Ser lida não trata de ser fácil ou palatável, mas de causar o Outro da linguagem, decifrá-lo e recifrá-lo, incessantemente. Ao empreender o trabalho de ser lida, ela incluiu em sua escrita os leitores, o mercado editorial, os escritores de sua geração, os críticos literários etc. Sem medo de ousar em sua invenção e reinvenção de seus modos de escrita, o produto de sua criação não faz simples apelo ao outro, como foi acusada por escritores conservadores da época que não alcançaram a extensão de sua escrita, mas serviu e continua servindo de matéria preciosa para o deleite, a fruição e a constatação perturbadora de que a escrita comporta em si uma erótica. Hilda deixou esse legado para a literatura brasileira de todos os tempos.

Ademais, Hilda não apenas escreveu sobre o amor e o sexo, ela deixou marcado e impresso, na página da história da literatura e no corpo dos seus textos, uma escrita de amor e sexo. Lá onde a relação sexual não existe e a escrita pode fazer suplência, Hilda faz, em ato, a letra copular, o significante trepar e o corpo de sua obra erotizar-se. Com a força e a potência de sua escrita, Hilda abalou e esgarçou a página, o livro, o corpo, a sexualidade, a política, a transcendência, o mundano, o sexo, o amor e a morte.

Sintética e precisa é a forma como Claudio Daniel, poeta de fino rigor estético e amante da invenção com a língua, “poematiza” a escritora: “Hilda, um furacão na poesia brasileira”.

Claudio Daniel foi entrevistado pelo Boletim # Cupid# sobre Hilda Hilst. A partir de sua intimidade com o texto da escritora e de sua própria relação visceral com a escrita, nos trouxe sobre o lugar do poeta, esse que, segundo suas palavras, com seu ato, “joga o dardo cada vez mais longe, para não se acomodar a uma única forma”. Nessa jogada, Hilda faz da des(conexão) matéria de sua causa.
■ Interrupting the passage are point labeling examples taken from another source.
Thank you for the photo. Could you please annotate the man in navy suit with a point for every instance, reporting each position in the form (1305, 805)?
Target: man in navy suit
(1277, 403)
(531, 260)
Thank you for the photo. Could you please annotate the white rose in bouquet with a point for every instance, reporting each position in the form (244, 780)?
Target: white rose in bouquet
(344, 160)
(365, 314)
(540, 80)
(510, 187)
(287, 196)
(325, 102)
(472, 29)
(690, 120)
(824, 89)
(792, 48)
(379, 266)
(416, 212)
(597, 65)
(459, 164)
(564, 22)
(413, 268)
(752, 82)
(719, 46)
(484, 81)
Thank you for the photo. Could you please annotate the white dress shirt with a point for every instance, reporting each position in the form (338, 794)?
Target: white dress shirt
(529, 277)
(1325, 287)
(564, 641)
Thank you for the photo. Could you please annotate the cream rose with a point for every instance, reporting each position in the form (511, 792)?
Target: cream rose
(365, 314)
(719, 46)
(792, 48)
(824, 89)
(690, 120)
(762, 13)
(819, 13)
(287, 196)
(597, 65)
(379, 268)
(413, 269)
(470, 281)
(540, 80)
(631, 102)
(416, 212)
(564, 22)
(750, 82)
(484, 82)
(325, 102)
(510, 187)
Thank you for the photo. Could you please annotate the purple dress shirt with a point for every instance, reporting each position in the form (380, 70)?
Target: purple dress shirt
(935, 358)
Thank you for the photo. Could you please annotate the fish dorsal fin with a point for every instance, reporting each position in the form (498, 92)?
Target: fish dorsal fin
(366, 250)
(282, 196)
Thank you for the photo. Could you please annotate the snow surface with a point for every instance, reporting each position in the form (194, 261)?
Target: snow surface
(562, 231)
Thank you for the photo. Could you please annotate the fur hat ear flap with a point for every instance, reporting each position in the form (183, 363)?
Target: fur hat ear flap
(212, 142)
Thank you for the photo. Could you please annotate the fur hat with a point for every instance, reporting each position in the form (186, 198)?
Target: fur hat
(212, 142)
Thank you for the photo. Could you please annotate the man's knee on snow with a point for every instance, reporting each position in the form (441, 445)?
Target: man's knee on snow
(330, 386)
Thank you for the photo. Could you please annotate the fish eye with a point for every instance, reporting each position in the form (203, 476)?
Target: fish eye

Com a palavra, o poeta Claúdio Daniel!

Fabiola Ramon: Na sua concepção, que tipo de conexão e desconexão há entre o amor e o sexo na escrita de Hilda Hilst?

Claudio Daniel: A poesia de Hilda Hilst, desde o seu livro de estreia, Presságio (1950), que a autora publicou com apenas 20 anos de idade, até o último, Cantares do sem nome e de partidas (1995), sempre girou em torno dos temas do amor, do sexo e da morte. Claro: não há novidade alguma nisso, grande parte da poesia ocidental trata das relações entre Eros e Thanatos, desde Safo e Alceu, na Grécia clássica, até os dias de hoje. O que surpreende, na poesia de HH, é a pluralidade de aspectos e abordagens do tema amoroso, que por vezes transcende a dimensão sexual para alcançar a metafísica: o Outro amoroso pode ser o companheiro, mas também um aspecto dela própria (o seu duplo), um personagem ficcional, ou símbolo de sua profunda solidão, sempre em busca de algo ou alguém inalcançável, o eterno ignorado e ainda a manifestação do divino. Outras vezes, o amor é simplesmente o Incomunicável, o Ausente, o Inexistente. A sexualidade, por sua vez, se é associada ao amor físico, também o ultrapassa, manifestando-se, inclusive, na escrita libidinosa: a poesia como ato erótico. Na poesia de HH, imperam a polissemia dos vocábulos, a incerteza, o deslizamento e incessante transformação dos sentidos do poema.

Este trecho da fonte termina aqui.